Beverage and snack company PepsiCo last week posted a 10.3 per cent increase in operating profit for the tax year ending 30 December 2007, but higher overall costs led to a slight decrease in margins for the group.
Net sales for the year increased 12.3 per cent to $35.1bn, but a 14.4 per cent increase in costs put a strain on the company's overall results.
Margins for the year were down 0.3 percentage points to 18.2 per cent, PepsiCo said.
However, company chief executive officer Indra Nooyi remained optimistic, as all divisions experienced growth in operating profit over the period.
Snack arm FritoLay experienced growth in operating profit of 13 per cent, driven by strong sales and an increase in consumer prices. Trademark brands such as Lay's and Doritos grew in single digits in terms of sales, while the highest revenues came from Chewy Granola bars and rice cakes, the company said.
Sales from PepsiCo beverages North America division were also high, leading to a 16 per cent increase in operating profit.
The company posted growth not only for its tea, juice and juice drink brands, but also for its most renowned trade marks Pepsi, 7-Up and Mountain Dew, the company said.
"Our strong top- and bottom-line results in 2007 once again demonstrated the balance and strength of our global portfolio," said PepsiCo chief executive officer Indra Nooyi. "All of our segments posted solid results for the year."
The other two divisions, PepsiCo International and Quaker Foods North America, did not fare quite so well, posting increases in operating profit of 0.7 per cent and 2.4 per cent respectively.
In terms of regions, Russia, the Middle East, Turkey and India were mentioned as strong for snack sales, while beverages proved popular in China, Brazil and Argentina.

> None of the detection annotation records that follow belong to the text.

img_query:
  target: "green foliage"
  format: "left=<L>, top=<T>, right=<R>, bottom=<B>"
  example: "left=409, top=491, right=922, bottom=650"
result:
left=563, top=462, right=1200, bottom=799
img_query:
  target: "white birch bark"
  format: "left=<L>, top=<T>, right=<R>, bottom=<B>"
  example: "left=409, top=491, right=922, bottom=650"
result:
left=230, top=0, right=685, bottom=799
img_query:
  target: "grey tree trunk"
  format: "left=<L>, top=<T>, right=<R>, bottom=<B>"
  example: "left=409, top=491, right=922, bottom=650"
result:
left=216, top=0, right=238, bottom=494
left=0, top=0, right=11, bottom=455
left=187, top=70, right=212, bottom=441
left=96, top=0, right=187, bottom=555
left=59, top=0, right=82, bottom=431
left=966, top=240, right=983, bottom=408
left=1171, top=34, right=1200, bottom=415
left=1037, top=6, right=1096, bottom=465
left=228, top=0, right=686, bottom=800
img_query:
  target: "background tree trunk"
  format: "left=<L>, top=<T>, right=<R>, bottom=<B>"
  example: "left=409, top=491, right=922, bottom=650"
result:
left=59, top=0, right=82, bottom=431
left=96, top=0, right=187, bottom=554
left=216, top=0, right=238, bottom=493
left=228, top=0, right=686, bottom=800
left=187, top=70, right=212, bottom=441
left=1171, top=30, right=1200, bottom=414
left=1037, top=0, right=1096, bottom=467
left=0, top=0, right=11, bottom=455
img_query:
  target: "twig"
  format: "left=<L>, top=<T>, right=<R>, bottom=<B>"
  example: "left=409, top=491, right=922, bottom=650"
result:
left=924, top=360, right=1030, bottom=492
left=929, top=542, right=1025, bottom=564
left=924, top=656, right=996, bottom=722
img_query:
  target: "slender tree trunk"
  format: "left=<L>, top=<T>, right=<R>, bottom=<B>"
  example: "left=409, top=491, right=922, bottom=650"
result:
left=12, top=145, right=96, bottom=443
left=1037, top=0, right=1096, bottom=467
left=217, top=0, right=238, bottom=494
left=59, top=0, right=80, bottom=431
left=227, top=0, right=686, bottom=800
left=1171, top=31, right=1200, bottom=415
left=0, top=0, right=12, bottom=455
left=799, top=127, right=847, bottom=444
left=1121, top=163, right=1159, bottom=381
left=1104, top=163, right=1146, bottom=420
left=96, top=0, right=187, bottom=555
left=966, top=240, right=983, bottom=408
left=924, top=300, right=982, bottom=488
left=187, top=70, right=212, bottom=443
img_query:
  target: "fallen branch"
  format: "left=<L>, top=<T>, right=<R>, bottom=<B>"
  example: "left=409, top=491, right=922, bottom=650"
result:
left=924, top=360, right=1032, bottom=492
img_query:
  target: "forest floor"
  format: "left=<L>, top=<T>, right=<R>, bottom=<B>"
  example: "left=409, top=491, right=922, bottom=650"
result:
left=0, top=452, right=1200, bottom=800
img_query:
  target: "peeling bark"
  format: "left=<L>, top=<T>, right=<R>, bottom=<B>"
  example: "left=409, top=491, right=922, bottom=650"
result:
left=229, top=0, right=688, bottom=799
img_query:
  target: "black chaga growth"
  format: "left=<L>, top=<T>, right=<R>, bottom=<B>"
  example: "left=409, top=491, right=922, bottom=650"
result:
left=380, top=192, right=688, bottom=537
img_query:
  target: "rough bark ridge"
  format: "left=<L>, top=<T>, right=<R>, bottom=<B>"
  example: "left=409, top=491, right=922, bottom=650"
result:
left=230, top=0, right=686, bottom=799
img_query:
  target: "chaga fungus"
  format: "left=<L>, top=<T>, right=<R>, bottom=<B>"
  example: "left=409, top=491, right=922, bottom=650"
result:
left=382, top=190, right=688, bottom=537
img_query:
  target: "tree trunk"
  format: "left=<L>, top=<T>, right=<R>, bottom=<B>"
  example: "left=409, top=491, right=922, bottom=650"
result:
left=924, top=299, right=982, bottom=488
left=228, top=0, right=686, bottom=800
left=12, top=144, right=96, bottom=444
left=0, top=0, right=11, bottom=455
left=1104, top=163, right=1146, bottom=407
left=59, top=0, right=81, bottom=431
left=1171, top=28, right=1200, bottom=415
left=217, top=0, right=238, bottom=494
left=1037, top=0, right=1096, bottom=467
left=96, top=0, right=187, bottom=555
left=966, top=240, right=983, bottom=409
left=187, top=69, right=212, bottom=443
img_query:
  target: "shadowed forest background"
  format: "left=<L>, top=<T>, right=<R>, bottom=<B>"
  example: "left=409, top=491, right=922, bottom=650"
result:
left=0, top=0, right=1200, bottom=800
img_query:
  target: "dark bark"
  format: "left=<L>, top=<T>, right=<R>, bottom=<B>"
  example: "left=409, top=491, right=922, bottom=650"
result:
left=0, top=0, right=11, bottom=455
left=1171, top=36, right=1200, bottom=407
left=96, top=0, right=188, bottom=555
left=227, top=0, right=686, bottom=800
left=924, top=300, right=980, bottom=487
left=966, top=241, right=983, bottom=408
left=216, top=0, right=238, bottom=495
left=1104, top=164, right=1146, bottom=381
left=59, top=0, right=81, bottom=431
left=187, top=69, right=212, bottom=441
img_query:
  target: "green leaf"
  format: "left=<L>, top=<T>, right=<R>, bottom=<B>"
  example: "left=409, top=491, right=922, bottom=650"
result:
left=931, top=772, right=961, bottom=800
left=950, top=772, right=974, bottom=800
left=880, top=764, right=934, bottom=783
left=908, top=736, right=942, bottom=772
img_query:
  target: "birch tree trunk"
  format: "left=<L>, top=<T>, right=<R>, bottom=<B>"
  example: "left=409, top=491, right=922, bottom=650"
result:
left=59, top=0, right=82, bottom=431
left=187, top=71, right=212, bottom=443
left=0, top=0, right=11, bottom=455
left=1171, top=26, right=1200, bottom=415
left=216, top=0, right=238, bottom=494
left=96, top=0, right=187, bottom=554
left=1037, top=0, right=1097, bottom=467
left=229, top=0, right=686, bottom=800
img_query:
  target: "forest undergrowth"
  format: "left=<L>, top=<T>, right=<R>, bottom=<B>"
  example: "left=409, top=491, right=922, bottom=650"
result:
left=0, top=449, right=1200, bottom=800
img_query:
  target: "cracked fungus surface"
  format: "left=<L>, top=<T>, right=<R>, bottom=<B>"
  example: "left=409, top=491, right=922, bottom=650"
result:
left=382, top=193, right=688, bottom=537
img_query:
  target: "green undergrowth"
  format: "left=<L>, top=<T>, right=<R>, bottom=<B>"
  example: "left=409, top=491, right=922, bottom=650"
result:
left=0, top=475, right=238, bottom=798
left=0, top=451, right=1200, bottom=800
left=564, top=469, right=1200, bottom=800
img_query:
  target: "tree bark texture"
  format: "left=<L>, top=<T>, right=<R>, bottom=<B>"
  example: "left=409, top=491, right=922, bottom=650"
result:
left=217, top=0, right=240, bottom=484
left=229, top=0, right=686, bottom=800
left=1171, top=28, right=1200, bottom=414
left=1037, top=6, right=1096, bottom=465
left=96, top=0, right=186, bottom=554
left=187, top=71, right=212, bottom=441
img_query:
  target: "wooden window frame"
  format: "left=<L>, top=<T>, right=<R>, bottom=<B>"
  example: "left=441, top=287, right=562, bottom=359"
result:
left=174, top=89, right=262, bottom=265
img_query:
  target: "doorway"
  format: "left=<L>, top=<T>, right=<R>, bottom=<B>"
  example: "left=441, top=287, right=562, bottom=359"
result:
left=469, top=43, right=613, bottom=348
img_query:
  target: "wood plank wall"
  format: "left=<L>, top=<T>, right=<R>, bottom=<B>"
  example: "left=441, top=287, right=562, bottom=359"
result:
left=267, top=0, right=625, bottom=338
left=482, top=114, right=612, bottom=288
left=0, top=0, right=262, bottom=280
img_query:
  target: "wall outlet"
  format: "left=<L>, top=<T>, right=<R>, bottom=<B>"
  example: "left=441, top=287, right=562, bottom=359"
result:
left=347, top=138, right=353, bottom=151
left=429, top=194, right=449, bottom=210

For the fourth quarter, net sales increased 16.8 per cent, but costs were also up 19.8 per cent. Across all divisions, operating profit increased by an 8.9 per cent, the company said.
For 2008, PepsiCo expects three to five per cent growth, Nooyi said, and will begin reporting on six business segments - Frito Lay North America, Quaker Foods North America, Latin America Foods, PepsiCo Americas Beverages, UK and Europe, and the Middle East, Africa and Asia.
"The new organisation is ready to take the best of PepsiCo across our divisions and geographies to generate profitable growth, expand our global footprint and make our commitment to sustainable growth - 'Performance with Purpose' - the driving force behind everything we do," Nooyi said.
Although first established as a beverages company, PepsiCo is now the unchallenged snack leader, controlling a 23 per cent share of the market in Western Europe, followed by Proctor & Gamble with five per cent, and United Biscuits with four per cent.
Furthermore, the company now owns three of the most popular crisp brands in the area - Walkers, Lay's and Doritos, according to information from market analysts Euromonitor.